The ground truth for the performance tests is based on objective laboratory measurements and established scientific/biological methodologies. For example, filtration efficiency is determined by measuring microaggregate removal, hemolysis by quantifying red blood cell lysis, and WBC removal by counting cells. This is not "expert consensus," "pathology," or "outcomes data" in the conventional sense, but rather direct empirical evidence from controlled experiments.

8. Sample Size for the Training Set

This device does not involve a "training set" in the context of machine learning or AI models. Therefore, the sample size for a training set is not applicable. The studies described are testing the performance of a physical product.

9. How the Ground Truth for the Training Set Was Established

As there is no training set for this device, this question is not applicable.

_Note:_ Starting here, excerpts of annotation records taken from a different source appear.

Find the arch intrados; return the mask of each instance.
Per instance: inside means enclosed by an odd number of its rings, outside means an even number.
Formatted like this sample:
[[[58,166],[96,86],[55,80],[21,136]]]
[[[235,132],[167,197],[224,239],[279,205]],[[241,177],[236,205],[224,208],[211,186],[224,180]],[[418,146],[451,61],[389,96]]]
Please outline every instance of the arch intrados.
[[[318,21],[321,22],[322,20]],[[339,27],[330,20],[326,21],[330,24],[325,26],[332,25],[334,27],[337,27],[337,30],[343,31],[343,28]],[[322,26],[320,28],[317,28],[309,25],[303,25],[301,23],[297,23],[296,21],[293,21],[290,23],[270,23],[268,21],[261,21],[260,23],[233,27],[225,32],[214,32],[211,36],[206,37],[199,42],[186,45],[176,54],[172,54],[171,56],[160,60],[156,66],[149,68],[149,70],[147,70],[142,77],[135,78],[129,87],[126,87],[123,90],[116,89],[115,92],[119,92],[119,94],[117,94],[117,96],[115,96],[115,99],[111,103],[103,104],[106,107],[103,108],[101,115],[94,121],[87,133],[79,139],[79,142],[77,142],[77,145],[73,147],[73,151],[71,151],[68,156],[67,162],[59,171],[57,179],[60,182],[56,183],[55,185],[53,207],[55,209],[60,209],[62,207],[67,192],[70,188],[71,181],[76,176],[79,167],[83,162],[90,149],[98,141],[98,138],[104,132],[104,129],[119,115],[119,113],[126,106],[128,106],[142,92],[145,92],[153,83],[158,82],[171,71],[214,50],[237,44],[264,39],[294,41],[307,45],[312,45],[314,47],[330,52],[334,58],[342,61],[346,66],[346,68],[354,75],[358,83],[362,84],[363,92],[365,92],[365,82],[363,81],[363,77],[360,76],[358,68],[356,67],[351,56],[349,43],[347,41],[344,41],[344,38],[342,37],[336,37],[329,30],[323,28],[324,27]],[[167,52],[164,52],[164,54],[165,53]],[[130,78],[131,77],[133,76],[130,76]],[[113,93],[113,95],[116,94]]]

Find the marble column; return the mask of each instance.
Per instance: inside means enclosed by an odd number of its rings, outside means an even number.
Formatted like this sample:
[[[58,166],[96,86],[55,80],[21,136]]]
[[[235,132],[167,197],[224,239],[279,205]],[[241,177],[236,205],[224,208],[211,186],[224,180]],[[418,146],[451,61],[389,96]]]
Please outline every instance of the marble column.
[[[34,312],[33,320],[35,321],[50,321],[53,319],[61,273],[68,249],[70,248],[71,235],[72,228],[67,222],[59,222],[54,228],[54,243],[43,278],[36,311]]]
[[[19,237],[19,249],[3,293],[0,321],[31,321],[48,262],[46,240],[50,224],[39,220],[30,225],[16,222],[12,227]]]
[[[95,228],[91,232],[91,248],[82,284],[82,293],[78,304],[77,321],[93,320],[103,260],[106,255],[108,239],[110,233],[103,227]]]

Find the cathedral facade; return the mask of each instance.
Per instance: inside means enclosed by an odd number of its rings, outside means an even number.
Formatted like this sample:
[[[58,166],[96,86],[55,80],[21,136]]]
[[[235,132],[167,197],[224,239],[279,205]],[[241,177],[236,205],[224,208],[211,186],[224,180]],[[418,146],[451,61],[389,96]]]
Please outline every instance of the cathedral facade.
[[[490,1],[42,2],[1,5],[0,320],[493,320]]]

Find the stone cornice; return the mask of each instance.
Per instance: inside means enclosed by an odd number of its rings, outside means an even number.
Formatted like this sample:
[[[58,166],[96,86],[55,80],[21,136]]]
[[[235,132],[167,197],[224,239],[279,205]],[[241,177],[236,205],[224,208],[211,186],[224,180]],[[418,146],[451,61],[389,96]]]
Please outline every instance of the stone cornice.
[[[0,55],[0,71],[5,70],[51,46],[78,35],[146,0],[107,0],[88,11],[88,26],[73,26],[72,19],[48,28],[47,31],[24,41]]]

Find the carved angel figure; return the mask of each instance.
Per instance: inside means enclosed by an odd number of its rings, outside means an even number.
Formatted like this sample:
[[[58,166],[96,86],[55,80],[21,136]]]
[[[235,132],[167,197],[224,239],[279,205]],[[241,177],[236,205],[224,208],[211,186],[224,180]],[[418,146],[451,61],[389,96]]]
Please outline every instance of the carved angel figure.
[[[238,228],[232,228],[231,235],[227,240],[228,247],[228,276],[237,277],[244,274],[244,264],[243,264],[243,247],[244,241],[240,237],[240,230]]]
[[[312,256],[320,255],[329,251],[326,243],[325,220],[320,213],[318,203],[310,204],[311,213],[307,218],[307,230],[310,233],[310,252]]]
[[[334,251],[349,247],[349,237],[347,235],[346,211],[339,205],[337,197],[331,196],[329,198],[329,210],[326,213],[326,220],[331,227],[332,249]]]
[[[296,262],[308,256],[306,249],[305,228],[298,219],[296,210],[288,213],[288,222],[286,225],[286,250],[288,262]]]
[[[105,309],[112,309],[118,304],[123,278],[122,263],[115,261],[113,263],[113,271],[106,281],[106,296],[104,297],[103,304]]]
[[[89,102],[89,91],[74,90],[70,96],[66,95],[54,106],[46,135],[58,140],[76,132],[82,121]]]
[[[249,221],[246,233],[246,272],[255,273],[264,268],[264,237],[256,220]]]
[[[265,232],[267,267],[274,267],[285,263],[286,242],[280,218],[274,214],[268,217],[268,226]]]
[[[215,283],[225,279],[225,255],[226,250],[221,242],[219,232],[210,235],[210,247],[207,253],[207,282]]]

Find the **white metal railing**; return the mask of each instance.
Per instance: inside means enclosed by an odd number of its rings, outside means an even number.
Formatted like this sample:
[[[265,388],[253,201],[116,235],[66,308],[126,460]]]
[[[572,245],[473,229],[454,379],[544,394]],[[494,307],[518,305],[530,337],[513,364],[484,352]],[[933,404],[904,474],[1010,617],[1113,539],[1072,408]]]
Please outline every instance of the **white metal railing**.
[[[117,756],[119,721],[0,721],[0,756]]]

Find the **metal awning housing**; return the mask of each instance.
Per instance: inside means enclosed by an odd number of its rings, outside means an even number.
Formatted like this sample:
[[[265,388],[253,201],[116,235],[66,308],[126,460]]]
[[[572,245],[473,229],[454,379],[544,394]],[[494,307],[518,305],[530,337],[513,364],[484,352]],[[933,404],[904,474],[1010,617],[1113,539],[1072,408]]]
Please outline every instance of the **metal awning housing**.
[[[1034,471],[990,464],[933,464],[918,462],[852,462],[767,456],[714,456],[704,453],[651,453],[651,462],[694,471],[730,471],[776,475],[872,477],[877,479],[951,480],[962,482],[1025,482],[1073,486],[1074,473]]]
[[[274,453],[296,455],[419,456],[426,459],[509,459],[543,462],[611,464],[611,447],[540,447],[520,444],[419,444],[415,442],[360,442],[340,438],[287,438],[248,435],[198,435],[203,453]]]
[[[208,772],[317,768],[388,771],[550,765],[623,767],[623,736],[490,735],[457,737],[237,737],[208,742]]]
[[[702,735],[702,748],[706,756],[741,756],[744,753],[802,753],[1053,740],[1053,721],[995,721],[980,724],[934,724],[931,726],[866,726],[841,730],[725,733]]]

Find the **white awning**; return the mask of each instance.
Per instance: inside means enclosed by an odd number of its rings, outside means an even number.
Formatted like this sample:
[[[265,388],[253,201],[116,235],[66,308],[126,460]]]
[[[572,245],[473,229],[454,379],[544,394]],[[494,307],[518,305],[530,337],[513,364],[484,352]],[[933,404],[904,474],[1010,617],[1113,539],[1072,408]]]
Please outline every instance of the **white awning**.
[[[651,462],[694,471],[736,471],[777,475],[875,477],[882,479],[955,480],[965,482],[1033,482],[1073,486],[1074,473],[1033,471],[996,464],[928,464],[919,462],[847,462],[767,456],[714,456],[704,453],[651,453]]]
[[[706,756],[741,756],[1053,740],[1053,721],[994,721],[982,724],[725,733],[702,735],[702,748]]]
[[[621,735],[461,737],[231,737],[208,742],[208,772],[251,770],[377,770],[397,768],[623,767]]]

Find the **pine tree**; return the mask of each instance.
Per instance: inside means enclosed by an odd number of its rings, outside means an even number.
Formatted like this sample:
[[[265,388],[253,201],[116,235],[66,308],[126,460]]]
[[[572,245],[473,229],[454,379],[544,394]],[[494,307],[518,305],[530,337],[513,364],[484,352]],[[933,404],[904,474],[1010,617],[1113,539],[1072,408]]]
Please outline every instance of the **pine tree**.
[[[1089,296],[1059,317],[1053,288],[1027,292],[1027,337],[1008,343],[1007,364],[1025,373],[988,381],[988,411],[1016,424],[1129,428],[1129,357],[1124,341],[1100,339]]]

§ 880.5440 Intravascular administration set.

(a)
Identification. An intravascular administration set is a device used to administer fluids from a container to a patient's vascular system through a needle or catheter inserted into a vein. The device may include the needle or catheter, tubing, a flow regulator, a drip chamber, an infusion line filter, an I.V. set stopcock, fluid delivery tubing, connectors between parts of the set, a side tube with a cap to serve as an injection site, and a hollow spike to penetrate and connect the tubing to an I.V. bag or other infusion fluid container.(b)
Classification. Class II (special controls). The special control for pharmacy compounding systems within this classification is the FDA guidance document entitled “Class II Special Controls Guidance Document: Pharmacy Compounding Systems; Final Guidance for Industry and FDA Reviewers.” Pharmacy compounding systems classified within the intravascular administration set are exempt from the premarket notification procedures in subpart E of this part and subject to the limitations in § 880.9.